An image of Cecil, along with 160 images of endangered species was projected onto the side of the 106m-high building.
The “Projecting Change on the Empire State Building” initiative was designed to raise awareness about the plight of endangered animals and was billed as a first of its kind.
An image of the lion Cecil, whose killing has sparked international outrage, was prime among animals whose pictures covered 33 floors of the southern face of one of the world’s most famous landmarks in an eight-minute video loop.
‘An illegal and deliberate hunt‘
But the luring of Cecil from the Hwange National Park in Zimbabwe in what has been declared an illegal and deliberate hunt by the Zimbabwe Parks and Wildlife Management Authority, has sparked a wave of protests and calls for the practice of trophy hunting to be banned.
The magnificent black-maned lion, the much-photographed poster-boy of Zimbabwe’s Hwange National Park, was shot with a crossbow before being gunned down as it lay injured. The cat was then skinned and decapitated – with its carcass then left for vultures.
According to the Conservation Action trust, The South African NSPCA has expressed disgust at the ongoing cruelty involved in this so-called sport.
“Conserving animals does not mean killing them,” said the society’s manager of its Wildlife Protection Unit, Ainsley Hay.
‘How on earth can it be claimed that this is conservation?’
“How much of the money paid to kill Cecil went anywhere other than into the pockets of the professional hunter and the landowner? Even if this hunt was legal, how on earth can it be claimed that this is conservation? We’re relieved that at last the public are seeing the truth behind it.”
In a landmark move, PHASA president, Hermann Meyeridricks, asked for a review of its policy on the matter ahead of its next annual general meeting.
Meyeridricks said PHASA has made “little demonstrable progress” in getting government and predator breeders to “clean up” the country’s lucrative but controversial captive-bred lion hunting industry. He is calling for it to improve its standards and conditions to a “generally acceptable level”, acknowledging that opposition to the hunting of bred lions is no longer confined to “just a small if vociferous group of animal-rights activists”.
Kenyan activist Paula Kahumba, writing in The Guardian on Thursday, said there was no ecological justification for trophy hunting.
“Arguments can be made (but also disputed) in favour of hunting as means of controlling populations of common animals such as deer. But trophy hunters are not interested in common animals; for them, the rarer the better. The ultimate, orgasmic experience for a trophy hunter would be to kill the last individual of a species.”
While Damian Aspinall, director of the Aspinall Foundation, has called for an international agreement to outlaw big-game hunting.
‘Hunters and poachers have virtually wiped out lions across Africa’
“Apologists claim that hunting has something to do with conservation, that is patently untrue,” said Aspinall in a Daily Mail report
“Hunters and poachers have virtually wiped out lions across Africa in the past 30 years.
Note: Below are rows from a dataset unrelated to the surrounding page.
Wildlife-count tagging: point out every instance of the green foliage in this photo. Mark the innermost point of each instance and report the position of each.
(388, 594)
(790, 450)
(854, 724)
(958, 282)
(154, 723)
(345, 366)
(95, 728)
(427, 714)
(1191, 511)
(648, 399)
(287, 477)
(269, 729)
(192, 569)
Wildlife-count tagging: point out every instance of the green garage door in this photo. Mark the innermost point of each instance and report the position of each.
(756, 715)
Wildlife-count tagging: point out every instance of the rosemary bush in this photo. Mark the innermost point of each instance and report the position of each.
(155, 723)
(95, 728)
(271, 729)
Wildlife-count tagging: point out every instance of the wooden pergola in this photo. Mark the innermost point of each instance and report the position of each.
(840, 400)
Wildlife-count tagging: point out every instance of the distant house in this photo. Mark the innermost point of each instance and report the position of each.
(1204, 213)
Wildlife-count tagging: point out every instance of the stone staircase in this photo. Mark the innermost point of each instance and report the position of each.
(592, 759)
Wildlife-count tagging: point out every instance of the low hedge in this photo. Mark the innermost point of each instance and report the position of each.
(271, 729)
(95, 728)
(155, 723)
Hunting and destroying habitats has nothing at all to do with conservation and everything to do with arrogance, savagery and greed.”
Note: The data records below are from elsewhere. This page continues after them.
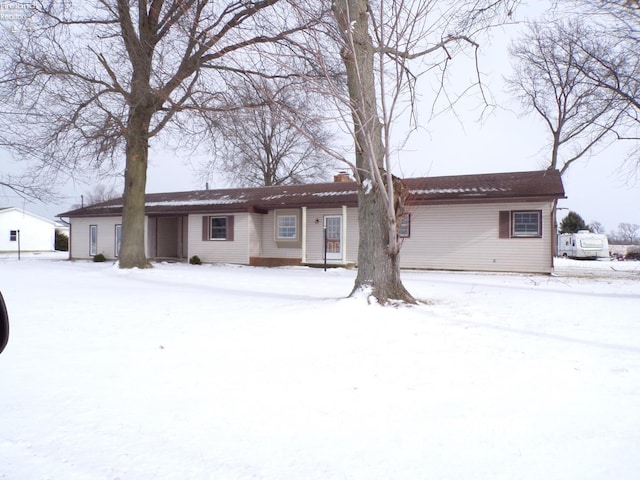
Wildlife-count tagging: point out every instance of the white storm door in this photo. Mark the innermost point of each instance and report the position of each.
(333, 237)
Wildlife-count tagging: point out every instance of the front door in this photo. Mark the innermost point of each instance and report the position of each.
(333, 237)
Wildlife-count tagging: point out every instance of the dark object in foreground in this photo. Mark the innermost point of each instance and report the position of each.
(4, 324)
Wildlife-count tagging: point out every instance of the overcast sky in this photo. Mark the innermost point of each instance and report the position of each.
(597, 188)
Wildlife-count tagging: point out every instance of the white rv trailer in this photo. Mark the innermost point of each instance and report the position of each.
(583, 244)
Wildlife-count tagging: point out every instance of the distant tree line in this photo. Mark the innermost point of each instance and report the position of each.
(626, 233)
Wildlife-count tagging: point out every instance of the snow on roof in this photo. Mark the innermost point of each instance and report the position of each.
(424, 190)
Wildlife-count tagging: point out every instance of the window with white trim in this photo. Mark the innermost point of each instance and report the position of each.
(404, 229)
(219, 228)
(287, 227)
(526, 224)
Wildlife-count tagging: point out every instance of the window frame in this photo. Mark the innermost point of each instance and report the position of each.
(214, 238)
(280, 227)
(404, 227)
(526, 234)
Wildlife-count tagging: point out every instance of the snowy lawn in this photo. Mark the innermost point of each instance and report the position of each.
(226, 372)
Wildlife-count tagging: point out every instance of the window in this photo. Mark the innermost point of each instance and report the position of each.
(526, 224)
(217, 228)
(287, 227)
(404, 229)
(520, 224)
(118, 237)
(93, 240)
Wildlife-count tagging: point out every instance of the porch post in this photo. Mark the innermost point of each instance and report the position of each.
(344, 234)
(304, 235)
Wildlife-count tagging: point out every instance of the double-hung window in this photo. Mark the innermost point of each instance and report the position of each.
(404, 229)
(218, 228)
(526, 224)
(287, 227)
(521, 224)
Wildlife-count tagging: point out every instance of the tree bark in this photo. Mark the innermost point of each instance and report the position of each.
(132, 250)
(378, 252)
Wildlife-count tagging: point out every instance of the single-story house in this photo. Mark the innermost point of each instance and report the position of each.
(489, 222)
(24, 231)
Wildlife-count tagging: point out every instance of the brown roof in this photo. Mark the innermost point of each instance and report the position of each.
(515, 186)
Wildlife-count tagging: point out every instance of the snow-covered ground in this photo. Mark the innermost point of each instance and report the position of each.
(226, 372)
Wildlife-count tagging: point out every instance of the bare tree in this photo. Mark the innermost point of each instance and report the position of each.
(96, 81)
(550, 79)
(386, 46)
(273, 138)
(596, 227)
(628, 233)
(616, 68)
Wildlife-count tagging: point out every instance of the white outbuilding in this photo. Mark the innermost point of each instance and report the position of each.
(26, 232)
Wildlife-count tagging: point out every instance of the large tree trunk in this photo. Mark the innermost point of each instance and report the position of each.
(378, 253)
(132, 250)
(378, 267)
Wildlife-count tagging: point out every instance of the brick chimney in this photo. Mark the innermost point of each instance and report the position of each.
(341, 177)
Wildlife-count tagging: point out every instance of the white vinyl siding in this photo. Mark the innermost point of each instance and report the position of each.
(80, 240)
(220, 251)
(315, 234)
(466, 237)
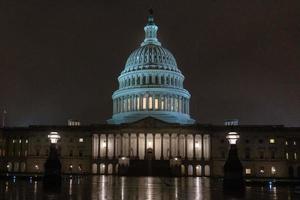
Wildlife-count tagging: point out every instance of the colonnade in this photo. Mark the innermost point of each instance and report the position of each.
(173, 103)
(163, 145)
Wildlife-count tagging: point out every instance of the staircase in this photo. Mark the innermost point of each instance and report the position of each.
(149, 168)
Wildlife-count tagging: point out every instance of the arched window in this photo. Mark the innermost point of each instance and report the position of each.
(150, 103)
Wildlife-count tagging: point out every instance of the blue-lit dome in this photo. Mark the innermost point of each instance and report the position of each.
(151, 85)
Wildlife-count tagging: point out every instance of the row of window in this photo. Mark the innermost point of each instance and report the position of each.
(151, 80)
(146, 102)
(271, 141)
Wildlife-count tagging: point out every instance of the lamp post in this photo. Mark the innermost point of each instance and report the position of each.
(52, 174)
(233, 181)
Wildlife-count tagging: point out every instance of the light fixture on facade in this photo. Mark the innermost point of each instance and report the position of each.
(232, 137)
(54, 137)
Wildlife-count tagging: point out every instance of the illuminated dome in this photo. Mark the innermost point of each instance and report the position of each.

Born Free USA last week urged concerned citizens to write to the US Fish and Wildlife Service, urging them to stop all lion trophy imports, as has happened in Australia.
More than 1,1 million people have signed a global online Avaaz petition, calling for the US and Europe to ban the import of hunting trophies.
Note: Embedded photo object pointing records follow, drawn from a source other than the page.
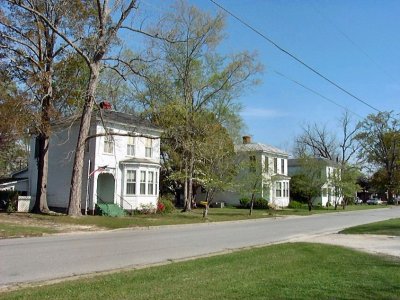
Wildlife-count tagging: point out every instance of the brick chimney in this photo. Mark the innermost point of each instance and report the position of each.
(246, 139)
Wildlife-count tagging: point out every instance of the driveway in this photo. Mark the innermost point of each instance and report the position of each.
(59, 256)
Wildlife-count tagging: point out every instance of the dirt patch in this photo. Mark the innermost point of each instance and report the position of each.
(25, 219)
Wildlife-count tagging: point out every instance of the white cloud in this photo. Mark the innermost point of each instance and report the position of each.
(262, 113)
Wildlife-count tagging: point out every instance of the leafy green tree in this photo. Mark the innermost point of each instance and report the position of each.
(214, 165)
(190, 76)
(308, 180)
(30, 48)
(252, 176)
(16, 117)
(379, 137)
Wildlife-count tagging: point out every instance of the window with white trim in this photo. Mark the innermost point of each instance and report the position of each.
(130, 147)
(156, 184)
(148, 146)
(252, 167)
(131, 182)
(142, 182)
(150, 183)
(109, 142)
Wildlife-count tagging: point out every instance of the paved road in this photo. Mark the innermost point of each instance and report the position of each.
(38, 259)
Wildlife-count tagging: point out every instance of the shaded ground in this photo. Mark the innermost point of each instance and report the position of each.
(25, 220)
(376, 244)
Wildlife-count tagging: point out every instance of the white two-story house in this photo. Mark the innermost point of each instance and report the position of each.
(267, 162)
(329, 177)
(121, 167)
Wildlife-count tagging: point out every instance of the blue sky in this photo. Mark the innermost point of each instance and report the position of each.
(354, 43)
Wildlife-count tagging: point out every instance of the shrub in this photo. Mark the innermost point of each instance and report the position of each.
(260, 203)
(295, 204)
(165, 205)
(9, 201)
(244, 202)
(147, 209)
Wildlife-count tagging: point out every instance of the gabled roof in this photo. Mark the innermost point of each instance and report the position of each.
(296, 162)
(136, 160)
(258, 147)
(110, 116)
(124, 118)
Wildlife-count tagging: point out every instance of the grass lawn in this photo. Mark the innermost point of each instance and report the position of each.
(285, 271)
(30, 224)
(14, 230)
(388, 227)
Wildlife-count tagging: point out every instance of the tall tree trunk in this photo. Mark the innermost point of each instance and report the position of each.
(205, 210)
(251, 204)
(75, 196)
(309, 202)
(185, 188)
(191, 170)
(40, 205)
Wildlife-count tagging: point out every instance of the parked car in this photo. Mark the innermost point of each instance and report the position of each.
(358, 201)
(374, 201)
We can’t bring the majestic lion Cecil back, but we can get US and EU leaders to pass common-sense rules to protect the rest of the world’s lions,” Avaaz said in an email sent to its members.
“As concerned citizens deeply disturbed by the tragic killing of Cecil the lion, we urge you to act swiftly to stop the decline in lion populations across Africa. We call on you to ensure they are classified as an endangered species and ban the import of any hunting trophies that threaten the survival of these majestic animals.”
Calls for US dentist to be tried in Zimbabwe
Oppah Muchinguir, the Zimbabwean Environment, Water and Climate Minister said, “We want Palmer tried in Zimbabwe because he violated our laws.”
“One can conclude with confidence that Dr Palmer had a well-orchestrated agenda which would tarnish the image of Zimbabwe,” the Parks Authority said, “This must be condemned in the strongest possible terms.”
Zimbabwean law enforcement officers have been investigating the matter since the 7th of July 2015.
It was found that Honest Trymore Ndlovu, owner of Antoinette farm on the Gwayi River Conservancy adjacent to Hwange National Park where Cecil was shot, had been issued with a hunting quota for 2015, but it excluded lions. Zimbabwean authorities received a tip-off from an informer that the professional hunter, Theo Bronkhorst “illegally connived with Ndlovu to kill the lion”, which is in violation of Section 59 of the Parks and Wildlife Act.
Parks Authority believes that the use of a bow and an arrow “was meant to conceal the illegal hunt by using a means that would not alert the rangers on patrol”.